At a “before visit,” a physician would confirm a pregnancy and its gestational age, identify any pathological conditions, and determine whether the woman qualified for a lawful abortion. If she did, abortion services would be rendered upon request. If not, the physician would provide the woman with an evidence-based overview of different methods of clandestine abortion; the risks associated with each method and their legality; alternatives to abortion, and available social support should the woman decide to continue the pregnancy.

Though the physician would explain how to correctly use misoprostol, he or she would provide no information on how or where to obtain the drug, because doing so was against the law. “It was not advice,” says Erdman. “It was not prescribing or promoting,” and it was this, she says, that allowed the Uruguay Model to operate within the law.

In a 2006 paper on the pilot program, Briozzo and colleagues described the “before visit” as an “opportunity for women to be seen as citizens, with rights, who should be provided with information that guarantees that they will be in a better position to take the best decisions, according to their own situations, environment and values.”

All women who attended the “before visit” were encouraged to come in for an “after visit,” for either prenatal or post-abortion care, depending on what they chose to do. For those who had chosen to have an abortion, the physician would “with absolute confidentiality” confirm complete termination of the pregnancy and address any complications. Uterine aspiration would be performed on women with an incomplete abortion. And all women would be offered contraception.

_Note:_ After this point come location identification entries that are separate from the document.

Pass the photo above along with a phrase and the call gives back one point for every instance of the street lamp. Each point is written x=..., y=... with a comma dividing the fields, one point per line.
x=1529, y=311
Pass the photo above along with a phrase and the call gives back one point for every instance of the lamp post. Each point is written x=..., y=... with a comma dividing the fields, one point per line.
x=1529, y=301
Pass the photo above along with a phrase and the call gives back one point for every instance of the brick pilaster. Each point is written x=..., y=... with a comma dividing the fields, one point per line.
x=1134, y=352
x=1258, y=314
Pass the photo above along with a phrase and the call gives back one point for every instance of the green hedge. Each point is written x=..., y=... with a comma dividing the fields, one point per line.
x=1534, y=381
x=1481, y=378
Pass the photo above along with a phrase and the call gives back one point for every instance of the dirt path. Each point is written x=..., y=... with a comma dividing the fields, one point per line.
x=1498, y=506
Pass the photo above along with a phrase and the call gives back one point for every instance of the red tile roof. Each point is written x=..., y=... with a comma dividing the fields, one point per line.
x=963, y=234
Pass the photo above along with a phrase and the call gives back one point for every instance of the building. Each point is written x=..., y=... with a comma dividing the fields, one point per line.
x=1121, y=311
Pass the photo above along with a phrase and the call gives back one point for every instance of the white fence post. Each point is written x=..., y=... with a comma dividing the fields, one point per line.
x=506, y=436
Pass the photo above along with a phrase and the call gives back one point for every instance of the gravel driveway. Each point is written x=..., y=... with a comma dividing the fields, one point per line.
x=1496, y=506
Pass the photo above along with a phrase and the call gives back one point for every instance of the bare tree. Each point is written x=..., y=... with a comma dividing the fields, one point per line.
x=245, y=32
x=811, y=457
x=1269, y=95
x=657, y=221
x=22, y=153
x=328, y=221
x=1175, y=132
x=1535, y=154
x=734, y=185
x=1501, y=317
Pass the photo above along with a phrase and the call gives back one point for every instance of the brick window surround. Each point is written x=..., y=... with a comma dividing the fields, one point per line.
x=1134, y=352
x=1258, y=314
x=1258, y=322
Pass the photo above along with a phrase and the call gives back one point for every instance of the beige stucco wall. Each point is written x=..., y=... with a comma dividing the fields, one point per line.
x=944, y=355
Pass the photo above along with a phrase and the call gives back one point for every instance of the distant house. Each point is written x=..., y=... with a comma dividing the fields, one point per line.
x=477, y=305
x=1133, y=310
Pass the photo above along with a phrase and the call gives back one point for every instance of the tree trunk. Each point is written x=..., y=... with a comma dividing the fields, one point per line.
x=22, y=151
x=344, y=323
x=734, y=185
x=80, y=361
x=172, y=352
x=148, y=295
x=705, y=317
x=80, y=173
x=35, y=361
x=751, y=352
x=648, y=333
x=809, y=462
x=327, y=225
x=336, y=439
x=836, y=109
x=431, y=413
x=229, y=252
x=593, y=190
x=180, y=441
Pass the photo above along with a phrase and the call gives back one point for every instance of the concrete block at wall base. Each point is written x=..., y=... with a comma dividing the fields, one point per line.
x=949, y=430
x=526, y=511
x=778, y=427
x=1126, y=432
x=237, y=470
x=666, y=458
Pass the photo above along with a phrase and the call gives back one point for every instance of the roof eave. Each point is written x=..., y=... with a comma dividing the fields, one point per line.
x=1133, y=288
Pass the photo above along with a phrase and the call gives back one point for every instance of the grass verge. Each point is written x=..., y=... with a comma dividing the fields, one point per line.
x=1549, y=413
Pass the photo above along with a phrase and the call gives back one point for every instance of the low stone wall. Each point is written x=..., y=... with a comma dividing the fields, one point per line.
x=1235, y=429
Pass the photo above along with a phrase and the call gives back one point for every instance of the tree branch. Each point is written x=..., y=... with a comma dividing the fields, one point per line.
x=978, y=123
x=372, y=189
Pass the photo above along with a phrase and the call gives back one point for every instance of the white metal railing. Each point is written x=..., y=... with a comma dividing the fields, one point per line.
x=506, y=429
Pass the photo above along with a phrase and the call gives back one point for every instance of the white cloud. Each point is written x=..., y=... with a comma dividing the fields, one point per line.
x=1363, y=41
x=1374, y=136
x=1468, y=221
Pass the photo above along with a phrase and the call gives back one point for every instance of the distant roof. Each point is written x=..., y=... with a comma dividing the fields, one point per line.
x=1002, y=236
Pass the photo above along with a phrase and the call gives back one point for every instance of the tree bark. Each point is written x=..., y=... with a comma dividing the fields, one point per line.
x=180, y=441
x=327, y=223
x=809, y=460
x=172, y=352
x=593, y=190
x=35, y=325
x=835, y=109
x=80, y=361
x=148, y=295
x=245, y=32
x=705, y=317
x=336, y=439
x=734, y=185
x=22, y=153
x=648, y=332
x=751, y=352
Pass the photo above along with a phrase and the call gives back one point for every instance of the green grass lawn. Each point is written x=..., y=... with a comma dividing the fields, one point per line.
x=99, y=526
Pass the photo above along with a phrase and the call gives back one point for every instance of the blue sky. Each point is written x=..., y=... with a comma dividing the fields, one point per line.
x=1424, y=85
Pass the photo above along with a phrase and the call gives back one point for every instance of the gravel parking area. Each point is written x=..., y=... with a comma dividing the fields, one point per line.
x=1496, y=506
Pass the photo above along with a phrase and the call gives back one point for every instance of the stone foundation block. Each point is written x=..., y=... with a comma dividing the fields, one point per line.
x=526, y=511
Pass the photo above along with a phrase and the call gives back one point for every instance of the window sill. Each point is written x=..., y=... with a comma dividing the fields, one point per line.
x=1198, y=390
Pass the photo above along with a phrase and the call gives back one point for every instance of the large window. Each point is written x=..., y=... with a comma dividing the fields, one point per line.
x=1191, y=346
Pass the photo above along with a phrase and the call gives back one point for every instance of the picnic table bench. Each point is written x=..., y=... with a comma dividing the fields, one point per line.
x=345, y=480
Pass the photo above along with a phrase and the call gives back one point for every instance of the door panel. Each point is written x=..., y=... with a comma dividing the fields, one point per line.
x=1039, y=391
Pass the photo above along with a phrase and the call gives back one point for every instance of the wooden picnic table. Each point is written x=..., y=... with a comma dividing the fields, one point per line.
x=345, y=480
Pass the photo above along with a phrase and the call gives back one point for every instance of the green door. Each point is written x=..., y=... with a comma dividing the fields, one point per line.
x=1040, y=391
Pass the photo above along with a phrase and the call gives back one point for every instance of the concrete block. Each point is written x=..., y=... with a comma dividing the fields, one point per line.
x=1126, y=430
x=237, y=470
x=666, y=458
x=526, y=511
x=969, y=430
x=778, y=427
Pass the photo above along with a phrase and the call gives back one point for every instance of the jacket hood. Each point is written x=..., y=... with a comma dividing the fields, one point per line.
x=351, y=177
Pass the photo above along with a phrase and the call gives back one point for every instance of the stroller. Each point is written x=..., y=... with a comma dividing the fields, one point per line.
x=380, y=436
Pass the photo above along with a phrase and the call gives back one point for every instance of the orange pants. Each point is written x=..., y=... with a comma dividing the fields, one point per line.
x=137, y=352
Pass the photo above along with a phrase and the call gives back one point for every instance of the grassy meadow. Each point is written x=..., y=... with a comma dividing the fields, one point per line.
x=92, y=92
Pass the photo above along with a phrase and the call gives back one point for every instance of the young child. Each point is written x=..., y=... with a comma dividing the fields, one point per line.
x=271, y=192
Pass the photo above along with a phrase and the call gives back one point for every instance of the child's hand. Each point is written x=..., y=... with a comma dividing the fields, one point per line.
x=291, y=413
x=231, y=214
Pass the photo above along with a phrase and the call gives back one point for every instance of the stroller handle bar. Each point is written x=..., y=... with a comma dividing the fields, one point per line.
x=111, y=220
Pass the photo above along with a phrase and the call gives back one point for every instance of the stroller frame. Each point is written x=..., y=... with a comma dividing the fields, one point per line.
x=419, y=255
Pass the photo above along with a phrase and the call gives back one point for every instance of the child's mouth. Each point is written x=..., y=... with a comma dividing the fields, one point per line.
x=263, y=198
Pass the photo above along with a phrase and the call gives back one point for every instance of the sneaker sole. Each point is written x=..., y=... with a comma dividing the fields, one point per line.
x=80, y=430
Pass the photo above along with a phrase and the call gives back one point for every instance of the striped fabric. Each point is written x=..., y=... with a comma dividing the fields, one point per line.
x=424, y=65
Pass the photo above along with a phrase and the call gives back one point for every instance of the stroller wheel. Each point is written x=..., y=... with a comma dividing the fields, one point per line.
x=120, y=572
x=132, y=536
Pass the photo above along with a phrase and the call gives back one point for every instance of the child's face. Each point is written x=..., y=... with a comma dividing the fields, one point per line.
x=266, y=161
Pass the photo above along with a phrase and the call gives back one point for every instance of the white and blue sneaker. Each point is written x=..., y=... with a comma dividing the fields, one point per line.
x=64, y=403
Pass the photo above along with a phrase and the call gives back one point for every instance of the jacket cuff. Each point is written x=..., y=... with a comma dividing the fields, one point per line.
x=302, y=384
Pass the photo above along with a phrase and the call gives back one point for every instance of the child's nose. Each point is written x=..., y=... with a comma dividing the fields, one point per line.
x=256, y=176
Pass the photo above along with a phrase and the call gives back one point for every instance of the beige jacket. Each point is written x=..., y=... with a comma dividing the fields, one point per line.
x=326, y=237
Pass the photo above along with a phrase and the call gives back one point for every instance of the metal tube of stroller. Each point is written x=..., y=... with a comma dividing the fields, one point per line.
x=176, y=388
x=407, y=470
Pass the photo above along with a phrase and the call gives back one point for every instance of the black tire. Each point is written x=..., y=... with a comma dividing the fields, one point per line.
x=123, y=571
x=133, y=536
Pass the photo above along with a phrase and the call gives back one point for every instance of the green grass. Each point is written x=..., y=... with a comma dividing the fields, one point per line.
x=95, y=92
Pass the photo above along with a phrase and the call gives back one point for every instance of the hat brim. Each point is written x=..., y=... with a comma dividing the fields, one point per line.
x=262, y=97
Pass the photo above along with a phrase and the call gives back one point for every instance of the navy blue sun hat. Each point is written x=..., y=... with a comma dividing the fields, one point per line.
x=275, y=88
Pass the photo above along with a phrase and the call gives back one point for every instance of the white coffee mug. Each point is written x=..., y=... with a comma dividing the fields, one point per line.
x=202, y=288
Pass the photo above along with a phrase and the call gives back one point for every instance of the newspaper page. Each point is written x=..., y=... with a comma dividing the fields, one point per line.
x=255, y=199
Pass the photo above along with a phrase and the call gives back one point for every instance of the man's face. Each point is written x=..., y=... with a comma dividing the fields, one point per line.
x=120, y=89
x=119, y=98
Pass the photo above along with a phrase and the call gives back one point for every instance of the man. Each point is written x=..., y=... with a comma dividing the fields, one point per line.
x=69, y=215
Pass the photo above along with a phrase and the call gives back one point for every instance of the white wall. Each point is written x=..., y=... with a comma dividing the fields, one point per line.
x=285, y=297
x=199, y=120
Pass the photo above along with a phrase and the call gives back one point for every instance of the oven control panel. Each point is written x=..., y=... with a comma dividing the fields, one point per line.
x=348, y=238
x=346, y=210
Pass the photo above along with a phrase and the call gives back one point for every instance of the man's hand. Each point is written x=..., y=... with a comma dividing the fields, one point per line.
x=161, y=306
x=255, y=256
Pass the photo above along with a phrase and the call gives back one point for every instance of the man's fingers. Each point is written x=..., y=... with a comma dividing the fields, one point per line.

Out of 675 women who attended the “before visit” between March 2004 and June 2005, 495 returned for the “after visit.” Of the 439 women for whom there was information, almost 90 percent had decided to terminate their pregnancies, all of them by using misoprostol. (The rest had chosen to continue the pregnancy, had not been pregnant in the first place, had miscarried, or had met the requirement for a lawful abortion in the hospital.)